With the evolution of testing, there is an increasing discrepancy in job duties and obligations between manual and automation QA. As a manual QA, you are planning test suites, pairing with the development team to reproduce and log software defects, and crafting test cases to hit the expected (and unexpected) user paths in new features. As an automation QA, you are using tools and code to design, test, and deploy effective automation solutions and scripts in different test environments.

In my experience, it’s fairly difficult to context switch between manual and automation planning and testing. Not only is this difficult due to the nature of fast/staggered release cycles, manually testing new functionality/user flows/multi-device test scenarios, but also because in many cases, the developer to QA ratio largely exceeds the ideal 2:1 to 3:1 dev: QA.

Developers operate in “stacks” of software, in terms of tooling and languages they use for specific projects that allow them to hone their focus and specialize more efficiently. This concept of “stacks” should apply the same way to QA, but it does not. Manual and Automation QA have separate stacks, whether it be in test management or code. However, planning tests and coding tests are two completely divergent mindsets. Asking manual and automation QA to merge skillsets will cause a rise in context switching — and, inevitably, a significant contraction in productivity.

The major unstated difficulty with these high Dev: QA ratios is the misinterpretation that the QA workload and necessary coverage will not continue to increase after every release. Each additional feature will compound and add more test cases (not to mention on all compatible devices and browsers) to the already large major testing suite that will need to be tested every release cycle moving forward. This will multiply the QA’s time spent testing each cycle, all of which are still required to meet business demands for new feature implementation.

There are 3 outcomes of this.

1. Hire a proportional amount of QA to keep up with the increasing number of features being released.

2. Slow down release cycles to allow the QA “bottleneck” to catch up.

3. Threaten the overall quality of the product when QA does not have time to test comprehensively.

Training time might slow down the team for the first few months of a new employee onboarding, but that time investment will result in significantly faster development cycles and productivity to ship superior code to customers and stakeholders.

With the skillset requirements and needs between manual and automation QA, it makes sense to have two separate but interconnected teams to allow the QA to streamline their work process with less context switching.

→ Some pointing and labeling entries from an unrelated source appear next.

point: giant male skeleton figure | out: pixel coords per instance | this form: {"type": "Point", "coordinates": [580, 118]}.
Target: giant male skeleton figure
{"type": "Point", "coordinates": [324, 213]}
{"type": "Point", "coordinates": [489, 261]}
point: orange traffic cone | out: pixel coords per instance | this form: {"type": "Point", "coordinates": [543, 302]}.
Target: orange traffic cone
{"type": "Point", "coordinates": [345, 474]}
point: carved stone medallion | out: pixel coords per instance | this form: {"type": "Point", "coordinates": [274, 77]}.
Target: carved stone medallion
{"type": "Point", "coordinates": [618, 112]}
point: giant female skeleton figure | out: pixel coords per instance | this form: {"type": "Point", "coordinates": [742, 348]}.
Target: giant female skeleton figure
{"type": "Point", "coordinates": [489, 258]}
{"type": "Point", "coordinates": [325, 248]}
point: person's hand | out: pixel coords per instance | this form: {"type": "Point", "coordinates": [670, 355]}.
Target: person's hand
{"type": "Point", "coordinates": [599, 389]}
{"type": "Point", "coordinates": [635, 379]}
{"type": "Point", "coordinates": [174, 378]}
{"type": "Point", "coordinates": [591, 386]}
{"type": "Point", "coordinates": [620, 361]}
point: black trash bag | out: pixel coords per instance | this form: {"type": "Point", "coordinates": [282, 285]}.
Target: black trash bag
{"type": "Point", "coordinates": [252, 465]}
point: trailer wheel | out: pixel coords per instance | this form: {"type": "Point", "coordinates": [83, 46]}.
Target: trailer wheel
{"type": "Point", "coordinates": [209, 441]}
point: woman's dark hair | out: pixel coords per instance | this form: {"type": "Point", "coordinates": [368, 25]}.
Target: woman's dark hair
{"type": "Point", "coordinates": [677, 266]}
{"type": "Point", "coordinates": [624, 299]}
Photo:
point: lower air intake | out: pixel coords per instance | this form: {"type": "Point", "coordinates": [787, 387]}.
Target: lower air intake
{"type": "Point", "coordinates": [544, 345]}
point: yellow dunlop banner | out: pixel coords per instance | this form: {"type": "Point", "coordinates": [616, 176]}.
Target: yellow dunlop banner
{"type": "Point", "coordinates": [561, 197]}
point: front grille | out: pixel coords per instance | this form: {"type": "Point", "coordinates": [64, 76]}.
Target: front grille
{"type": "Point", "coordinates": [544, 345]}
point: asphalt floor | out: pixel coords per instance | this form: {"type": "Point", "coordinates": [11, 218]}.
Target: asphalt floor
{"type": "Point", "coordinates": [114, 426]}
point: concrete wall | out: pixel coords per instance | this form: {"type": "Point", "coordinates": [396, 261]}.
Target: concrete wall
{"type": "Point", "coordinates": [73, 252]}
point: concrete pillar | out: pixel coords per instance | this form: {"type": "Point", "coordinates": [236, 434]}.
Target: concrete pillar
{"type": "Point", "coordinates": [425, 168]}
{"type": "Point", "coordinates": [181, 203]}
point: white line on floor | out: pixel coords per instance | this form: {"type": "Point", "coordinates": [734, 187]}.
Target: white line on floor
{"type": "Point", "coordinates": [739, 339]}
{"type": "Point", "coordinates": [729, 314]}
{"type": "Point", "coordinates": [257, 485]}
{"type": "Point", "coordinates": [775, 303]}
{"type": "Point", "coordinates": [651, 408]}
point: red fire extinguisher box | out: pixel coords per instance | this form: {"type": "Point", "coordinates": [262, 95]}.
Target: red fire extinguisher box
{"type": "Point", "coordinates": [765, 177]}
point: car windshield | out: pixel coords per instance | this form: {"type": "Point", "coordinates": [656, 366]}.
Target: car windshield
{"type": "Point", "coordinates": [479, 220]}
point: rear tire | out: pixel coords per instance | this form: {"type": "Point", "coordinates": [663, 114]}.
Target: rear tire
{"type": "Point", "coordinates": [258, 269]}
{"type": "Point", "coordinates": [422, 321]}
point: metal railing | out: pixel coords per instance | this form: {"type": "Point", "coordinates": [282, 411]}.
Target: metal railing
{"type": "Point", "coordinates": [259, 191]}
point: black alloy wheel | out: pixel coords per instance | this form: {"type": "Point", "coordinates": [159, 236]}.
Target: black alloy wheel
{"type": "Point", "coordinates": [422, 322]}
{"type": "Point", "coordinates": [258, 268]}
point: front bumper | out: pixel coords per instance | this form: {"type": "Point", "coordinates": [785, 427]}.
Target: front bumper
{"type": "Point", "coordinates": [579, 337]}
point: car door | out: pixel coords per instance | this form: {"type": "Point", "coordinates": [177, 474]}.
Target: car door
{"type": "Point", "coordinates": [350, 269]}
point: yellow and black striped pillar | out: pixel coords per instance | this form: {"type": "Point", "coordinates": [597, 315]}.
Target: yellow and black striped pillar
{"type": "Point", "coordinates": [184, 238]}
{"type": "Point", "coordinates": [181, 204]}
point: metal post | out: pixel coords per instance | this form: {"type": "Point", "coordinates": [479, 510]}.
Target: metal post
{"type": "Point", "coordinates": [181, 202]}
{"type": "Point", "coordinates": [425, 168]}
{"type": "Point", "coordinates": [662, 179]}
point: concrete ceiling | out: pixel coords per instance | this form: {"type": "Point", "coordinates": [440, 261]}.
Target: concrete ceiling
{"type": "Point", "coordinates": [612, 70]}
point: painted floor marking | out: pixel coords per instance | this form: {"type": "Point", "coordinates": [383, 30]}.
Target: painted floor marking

If manual QA work specifically on planning cases and suites for feature developments, exploratory UX testing, and user flows, automation QA can write automation code for those new features and make sure new bugs were fixed. This would ensure that manual QA could stay on track on the same development cycle and automation engineers were only one sprint behind. Furthermore, this split would facilitate more efficient and quicker releases, more trust in overall product quality with fewer random regressions.

Of course, every team is different, and not all QA strategies are made equal. But quality is a collaborative effort. Sharing and splitting demands across specialized QA teams will result in more mutual respect, communication, and confidence among the entire development team — not to mention make meaningful impacts on the business itself.